At the institutional level, students receive differential access to degree programs and opportunities depending on where they enroll. Because not all institutions offer all majors or degree types, changing the type of institution attended can alter students’ subsequent degree attainment and labor-market outcomes. Moving from a community college to a four-year institution opens the possibility for a student to earn a bachelor’s degree from their first institution. Similarly, moving from a less- to a more-selective institution generally improves a student’s odds of graduating and earning a degree, while also increasing the likelihood a student has access to greater resources and support services on campus (Alon & Tienda, 2005; Dale & Krueger, 2002). As such, we investigate whether direct admissions alters the type of college where students enroll. We posit that the policy may “pull” students who would not have otherwise attended college into enrolling and may also “push” more academically able students from two- to four-year institutions. We hypothesize that, in addition to total enrollment increases—and enrollment increases among low-income students—direct admissions may also shift enrollments between two- and four-year institutions. Indeed, in addition to the college-going notions shared above, 55% of students in Idaho’s direct admissions program indicated that direct admissions had an “impact” on their decision to attend a “particular” college (Howell, 2018, p. 63).

Literature Review

To navigate the college-going process—from aspiration and preparation to search, application, and choice—students must leverage cultural and social capital (Bourdieu, 1986; Coleman, 1988; McDonough, 1997).
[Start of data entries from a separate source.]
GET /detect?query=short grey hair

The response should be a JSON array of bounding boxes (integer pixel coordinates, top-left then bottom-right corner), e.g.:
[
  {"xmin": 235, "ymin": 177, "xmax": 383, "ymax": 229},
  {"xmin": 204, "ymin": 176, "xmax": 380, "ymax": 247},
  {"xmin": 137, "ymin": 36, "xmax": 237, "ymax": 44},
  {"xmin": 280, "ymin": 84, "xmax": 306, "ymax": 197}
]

These reservoirs of knowledge and support aid students as they complete necessary college-going tasks, like identifying a set of institutions, submitting applications, and filing the FASFA, but not all students have equal access to such capital (Ellwood & Kane, 2000; Perna & Titus, 2005). One way to address this challenge for students who cannot draw upon traditional forms of cultural and social capital has been to “make up differences in students’ levels of these types of capital that can be affected by policy” by offering resources like more advanced coursework or by providing college coaching (Klasik, 2012, p. 511). On average, these practices increase college access outcomes overall—and particularly for low-income and racial-minority students (Page & Scott-Clayton, 2016). This modus operandi has led to the diversity of college access programs that exist today. However, there is likely an equally impactful and more cost-effective mechanism to achieve more equality in the college application and admission process: systematically reduce or eliminate the need for such sources of capital altogether. Direct admissions may achieve this aim in a low-cost, low-touch way.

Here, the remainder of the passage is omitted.